NEW YORK -- You might want to think twice before whipping out your credit card. As of Sunday, stores in most states could start charging you a "checkout fee" when you pay for something with plastic.
The new fees stem from a multi-billion dollar settlement announced in July between credit card issuers and millions of merchants.
Visa, MasterCard and nine major banks agreed to a $7.25 billion deal to settle charges that they were fixing credit card processing fees. As part of the settlement, credit card issuers said they would reduce these "swipe fees" -- fees paid by merchants to issuers when cards are used -- but only for eight months.
In addition, the settlement also gave retailers the option to tack on a surcharge if a customer uses a credit card. The retailer can only charge enough to cover the processing costs, which is about 1.5% to 3% of the total purchase, according to watchdog group Consumer Action.
This fee doesn't apply to purchases made using debit cards. And it will still be illegal to charge the new fee in 10 states, including New York, California and Texas.
Many big players in the retail industry have been up in arms about the settlement. Stores from the nation's largest retailer down to small businesses have lamented the agreement, claiming that it transferred the wrongdoings of credit card issuers to the consumer.
In November, the National Retail Federation and more than a dozen retailers asked a judge to reject the proposed settlement. In a brief submitted to a U.S. District Court judge in Brooklyn, N.Y., the trade organization wrote that the new fees threaten a merchant's ability to keep prices low for customers.
Walmart, Macy's, JCPenney, Limited Brands, Gap Inc. and The Neiman Marcus Group were among those who joined the NRF in claiming that "raising consumer prices by adding an 'interchange tax' is no remedy for Visa's and MasterCard's continuing monopoly abuse."
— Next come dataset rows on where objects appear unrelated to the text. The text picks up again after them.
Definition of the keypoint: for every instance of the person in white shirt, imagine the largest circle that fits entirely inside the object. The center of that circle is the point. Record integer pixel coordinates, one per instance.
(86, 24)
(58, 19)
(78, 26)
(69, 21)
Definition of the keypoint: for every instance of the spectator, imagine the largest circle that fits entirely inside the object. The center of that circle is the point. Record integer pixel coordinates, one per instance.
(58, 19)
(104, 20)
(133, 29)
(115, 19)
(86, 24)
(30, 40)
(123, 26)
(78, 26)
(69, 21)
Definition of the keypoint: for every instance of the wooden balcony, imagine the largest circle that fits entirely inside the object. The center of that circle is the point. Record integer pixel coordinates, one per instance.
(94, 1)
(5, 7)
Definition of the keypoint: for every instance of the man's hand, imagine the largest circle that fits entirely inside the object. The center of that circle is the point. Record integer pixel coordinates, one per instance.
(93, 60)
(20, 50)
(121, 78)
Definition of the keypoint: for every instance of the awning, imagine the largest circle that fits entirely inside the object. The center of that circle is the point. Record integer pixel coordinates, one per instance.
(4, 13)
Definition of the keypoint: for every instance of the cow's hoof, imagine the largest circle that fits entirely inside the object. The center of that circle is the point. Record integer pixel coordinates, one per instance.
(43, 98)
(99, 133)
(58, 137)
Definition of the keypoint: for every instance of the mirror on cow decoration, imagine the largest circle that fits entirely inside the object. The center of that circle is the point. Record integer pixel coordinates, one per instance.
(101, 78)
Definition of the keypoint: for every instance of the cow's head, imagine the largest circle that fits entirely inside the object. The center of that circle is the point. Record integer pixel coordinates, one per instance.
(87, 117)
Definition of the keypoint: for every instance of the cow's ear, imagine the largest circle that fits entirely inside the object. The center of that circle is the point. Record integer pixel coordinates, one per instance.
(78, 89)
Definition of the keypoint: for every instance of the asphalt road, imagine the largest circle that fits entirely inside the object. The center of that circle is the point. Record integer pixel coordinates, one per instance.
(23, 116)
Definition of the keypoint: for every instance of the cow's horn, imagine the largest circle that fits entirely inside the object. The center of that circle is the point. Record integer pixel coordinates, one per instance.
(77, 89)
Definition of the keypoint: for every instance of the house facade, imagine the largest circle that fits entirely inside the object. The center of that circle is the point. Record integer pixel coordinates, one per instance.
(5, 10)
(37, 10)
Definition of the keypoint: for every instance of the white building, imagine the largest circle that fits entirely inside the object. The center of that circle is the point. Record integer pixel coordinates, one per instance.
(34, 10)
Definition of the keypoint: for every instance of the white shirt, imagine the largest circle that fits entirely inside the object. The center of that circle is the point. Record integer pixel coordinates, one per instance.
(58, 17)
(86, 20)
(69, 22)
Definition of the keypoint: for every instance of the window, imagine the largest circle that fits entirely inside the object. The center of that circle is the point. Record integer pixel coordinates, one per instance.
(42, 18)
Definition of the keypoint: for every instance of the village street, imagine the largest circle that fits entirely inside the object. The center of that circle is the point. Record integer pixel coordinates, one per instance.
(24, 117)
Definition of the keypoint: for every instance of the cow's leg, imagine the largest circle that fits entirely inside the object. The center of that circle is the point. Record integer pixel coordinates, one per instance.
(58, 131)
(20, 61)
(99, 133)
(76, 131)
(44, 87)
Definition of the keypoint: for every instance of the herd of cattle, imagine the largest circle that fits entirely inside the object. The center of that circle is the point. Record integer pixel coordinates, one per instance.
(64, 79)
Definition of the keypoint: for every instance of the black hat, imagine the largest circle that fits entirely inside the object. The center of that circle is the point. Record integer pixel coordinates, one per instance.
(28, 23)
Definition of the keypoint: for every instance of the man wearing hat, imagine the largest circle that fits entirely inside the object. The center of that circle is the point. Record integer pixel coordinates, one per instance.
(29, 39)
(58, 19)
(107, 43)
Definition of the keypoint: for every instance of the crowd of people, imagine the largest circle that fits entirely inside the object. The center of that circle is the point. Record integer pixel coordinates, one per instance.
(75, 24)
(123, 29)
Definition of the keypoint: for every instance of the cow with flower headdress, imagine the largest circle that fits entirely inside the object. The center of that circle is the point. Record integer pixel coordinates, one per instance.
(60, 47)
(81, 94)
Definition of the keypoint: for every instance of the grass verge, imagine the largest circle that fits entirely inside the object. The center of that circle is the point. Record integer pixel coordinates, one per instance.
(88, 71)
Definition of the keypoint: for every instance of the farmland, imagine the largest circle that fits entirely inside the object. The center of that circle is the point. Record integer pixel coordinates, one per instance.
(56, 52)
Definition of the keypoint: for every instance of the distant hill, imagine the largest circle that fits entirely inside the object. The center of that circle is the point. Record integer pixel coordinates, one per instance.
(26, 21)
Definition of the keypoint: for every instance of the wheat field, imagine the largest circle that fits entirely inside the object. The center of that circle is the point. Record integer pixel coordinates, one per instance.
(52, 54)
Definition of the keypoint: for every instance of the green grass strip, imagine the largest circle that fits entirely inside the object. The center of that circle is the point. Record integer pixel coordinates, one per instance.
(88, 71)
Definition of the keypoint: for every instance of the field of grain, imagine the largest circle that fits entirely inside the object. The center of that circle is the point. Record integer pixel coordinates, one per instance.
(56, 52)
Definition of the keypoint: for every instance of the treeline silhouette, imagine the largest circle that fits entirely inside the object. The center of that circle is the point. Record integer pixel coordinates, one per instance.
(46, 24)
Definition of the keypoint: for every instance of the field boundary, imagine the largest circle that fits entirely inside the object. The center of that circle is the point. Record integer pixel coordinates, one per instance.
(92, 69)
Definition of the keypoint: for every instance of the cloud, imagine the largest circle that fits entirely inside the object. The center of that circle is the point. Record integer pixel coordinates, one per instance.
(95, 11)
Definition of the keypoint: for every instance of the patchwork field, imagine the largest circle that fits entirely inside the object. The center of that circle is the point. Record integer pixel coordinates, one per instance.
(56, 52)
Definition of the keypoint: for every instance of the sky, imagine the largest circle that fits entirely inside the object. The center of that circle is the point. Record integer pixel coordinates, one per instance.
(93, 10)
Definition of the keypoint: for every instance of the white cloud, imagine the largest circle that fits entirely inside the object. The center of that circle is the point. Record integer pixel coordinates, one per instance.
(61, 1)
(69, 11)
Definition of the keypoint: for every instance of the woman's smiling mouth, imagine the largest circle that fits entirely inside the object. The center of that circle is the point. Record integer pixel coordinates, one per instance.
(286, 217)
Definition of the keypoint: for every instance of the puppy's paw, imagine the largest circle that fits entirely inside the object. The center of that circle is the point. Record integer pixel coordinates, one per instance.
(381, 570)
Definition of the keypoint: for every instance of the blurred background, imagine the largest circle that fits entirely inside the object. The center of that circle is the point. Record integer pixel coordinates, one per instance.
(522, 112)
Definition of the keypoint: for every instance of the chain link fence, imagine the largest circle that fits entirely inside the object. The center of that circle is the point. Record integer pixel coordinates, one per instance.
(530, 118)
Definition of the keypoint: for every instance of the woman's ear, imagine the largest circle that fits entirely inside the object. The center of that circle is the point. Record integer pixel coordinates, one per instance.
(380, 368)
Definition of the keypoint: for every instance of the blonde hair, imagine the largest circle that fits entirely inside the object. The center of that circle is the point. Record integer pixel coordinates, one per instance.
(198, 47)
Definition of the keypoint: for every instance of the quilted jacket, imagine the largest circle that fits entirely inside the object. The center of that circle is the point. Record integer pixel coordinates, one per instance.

In a separate statement, Walmart said that it would cost consumers "tens of billions of dollars each year." Target called the agreement "bad for both retailers and consumers."
Merchants have a choice as to whether to implement the surcharge, but it poses quite a dilemma for them: Either get stuck footing the bill for the swipe fees, or risk transferring the cost to customers in an already competitive environment.
Last summer, Target said it had no interest in charging customers who use credit cards more "in order to allow Visa and MasterCard to continue charging unfair fees."
Smaller merchants echoed these concerns over the deal, saying it doesn't go far enough.
MasterCard said it doesn't expect most merchants to put the surcharge into effect, since stores won't want to drive away business.
"We anticipate that they will not impose checkout fees, particularly because the value merchants derive from card acceptance far exceeds their costs," the credit card company said in a statement.